Jika sampai hari ini masih ada yang belum percaya bahwa Anda bisa. Jangan salahkan mereka, karena mungkin kita memang belum membuktikan apa apa. Belajarlah untuk menerima menyalahkan diri sendiri yang belum tegas segera membuktikan hasil, sebelum mereka sempat menilai.
Kalimat diatas, menjadi sepenggalan kalimat yang telah mewakili kisah ini dibuka. Ditengah hiruk pikuk yang terlewati karena harus bertarung membangun Saufa Center, dan menjalani hari menjadi tenaga honorer. Masa itu juga Aku lalui dengan melakukan hal hal aneh nan nyata. Kota Ku Takengon, tidak lah kota yang besar. Tidak ada tempat bertanya disini, tidak ada kamera disini. Apapun yang kami lakukan disini, sehebat apapun, sebesar apapun, maka hanya penduduk kota ini lah yang tahu.
Jika Ku bandingkan, tidak seperti di pulau jawa misalnya. Bahwa apapun yang mereka lakukan disana, akan sangat mudah terdeteksi. Ditambah lagi fasilitas berlimpah, banyak penerbit, banyak akademi tempat belajar. Wajarlah kalau di pulau jawa itu banyak motivator, karena umumnya menjadi pembicara publik yang menginspirasi bagi sebagian mereka adalah bisnis. Ajang untuk terkenal dan dipandang sebagai jasad yang fenomenal, dengan kedalaman ilmu dan wawasan yang kental.

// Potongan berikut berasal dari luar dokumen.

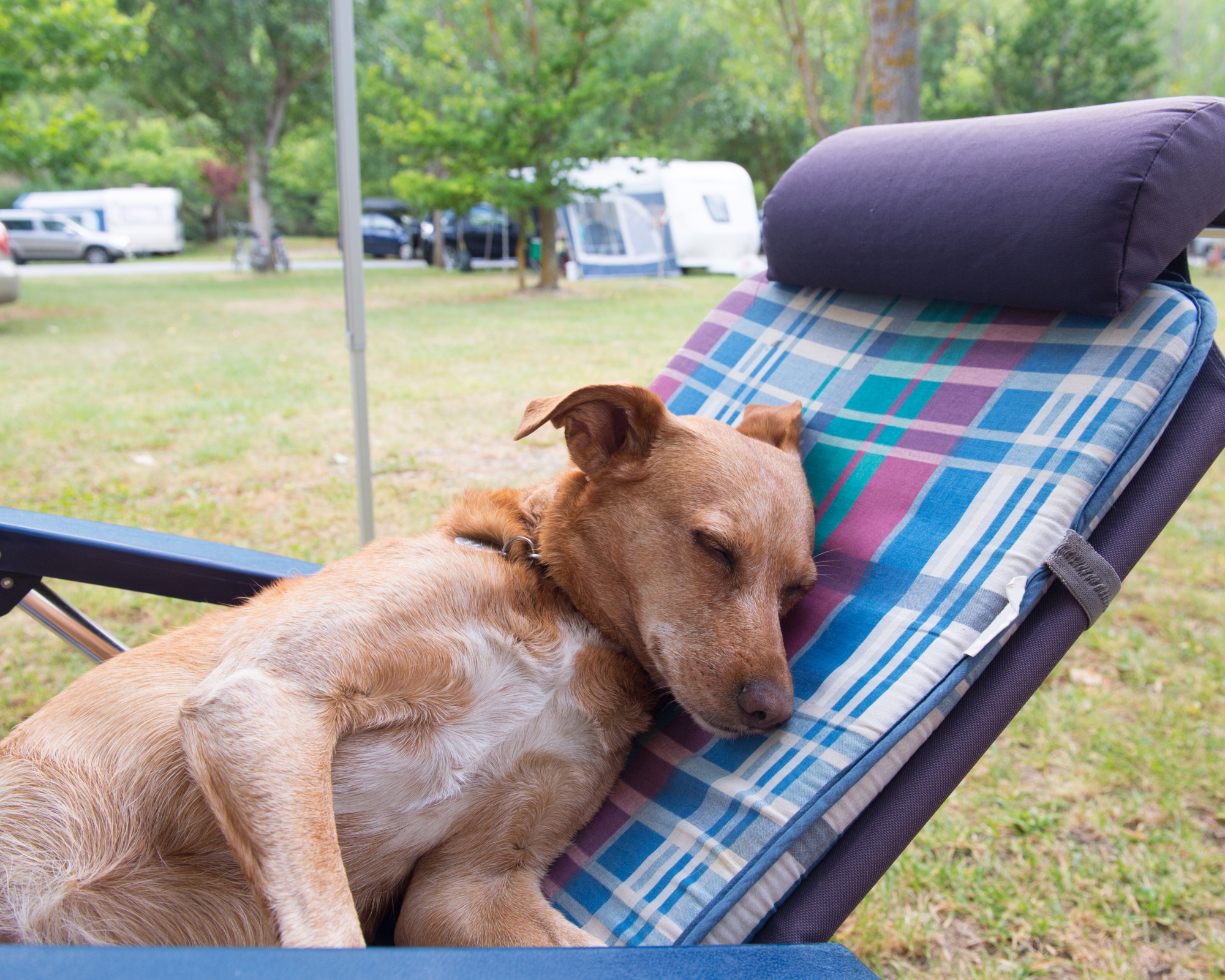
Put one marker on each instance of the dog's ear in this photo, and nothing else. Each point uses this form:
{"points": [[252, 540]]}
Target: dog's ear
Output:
{"points": [[602, 422], [780, 426]]}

Tapi itu kan disana, tidak dengan apa yang ada di kota kami. Puluhan tahun kami mengalami konflik kesukuan antara RI & GAM (33 tahun) lama perang di kota kami. Ditambah lagi kejadian maha dahsyat Tsunami Aceh (Desember 2004) meratakan, meluluhlantahkan kota hingga ke desa desa. Membuat hidup kami tak tentu arah, banyak generasi yang putus sekolah. Dipaksa kalah, dengan keadaan yang memang tidak mudah untuk diubah. Kalau lah mudah, mana mungkin kami merasakan konflik selama 33 tahun. Apakah mudah, menghadapi gelombang air yang tingginya melebih sebatang pohon kelapa ?

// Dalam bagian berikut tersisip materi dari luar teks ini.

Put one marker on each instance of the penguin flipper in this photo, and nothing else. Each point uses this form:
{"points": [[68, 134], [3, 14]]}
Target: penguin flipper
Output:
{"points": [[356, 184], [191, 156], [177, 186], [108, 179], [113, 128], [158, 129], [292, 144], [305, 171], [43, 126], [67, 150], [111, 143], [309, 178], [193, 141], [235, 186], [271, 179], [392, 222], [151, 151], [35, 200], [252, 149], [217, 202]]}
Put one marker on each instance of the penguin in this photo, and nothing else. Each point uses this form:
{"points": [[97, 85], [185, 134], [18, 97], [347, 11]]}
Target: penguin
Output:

2009, Aku bertekad untuk mulai mencari solusi perbaikan hati. Tak peduli berapapun banyaknya orang yang bisa Ku inspirasi, karena memang kebanyakan generasi kala itu sedang membutuhkan penuntun hati. Kata orang, hutang emas bisa dibayar, tapi hutang budi dibawa sampai mati. Begitulah juga kami disini, bahwa kurangnya gelar pendidikan mungkin bisa diganti pengalaman. Tapi kurang dan hilangnya harapan, akan mengubur segala impian untuk hidup menjadi baik dimasa depan.
Karena Aku telah mampu menguasai ilmu komputer. Jadi kuhayalkan pada saat itu, kalau model penyampaian training motivasi Ku menggunakan layar infokus / proyektor. Sempat terinspirasi dari model layar yang digunakan di Training megah ESQ (Pendiri Ary Ginanjar Agustian) yakni layar tembak dari belakang. Namun, setelah kutelusuri ternyata harga layar itu selangit, tak sampai kaki Ku menjinjit. Dan Aku belum kehabisan akal, Ku beli kain putih dan hitam beberapa lembar. Ku antar, untuk desgin dan dijahit polos putih tak berlatar.
Dengan pinggiran berbingkai kain hitam, berbentuk segi empat dan jahitan ujung karet dikeempat sisinya. Persis seperti model jahitan "Seprai" atau pembungkus kasur tempat tidur. Ku minta kain itu dijahitkan oleh tetangga yang tidak jauh dari rumah ibu. Sementara Aku pun membuatkan bingkai dari bahan kayu yang Ku beli di panglong penjualan kayu. Setelah rancangan bingkai kayu selesai, dan jahitan layar yang berukuran 2 x 2 meterpun selesai. Tibalah saat uji coba dirumah, sebelum dibawa ke lokasi acara seminar.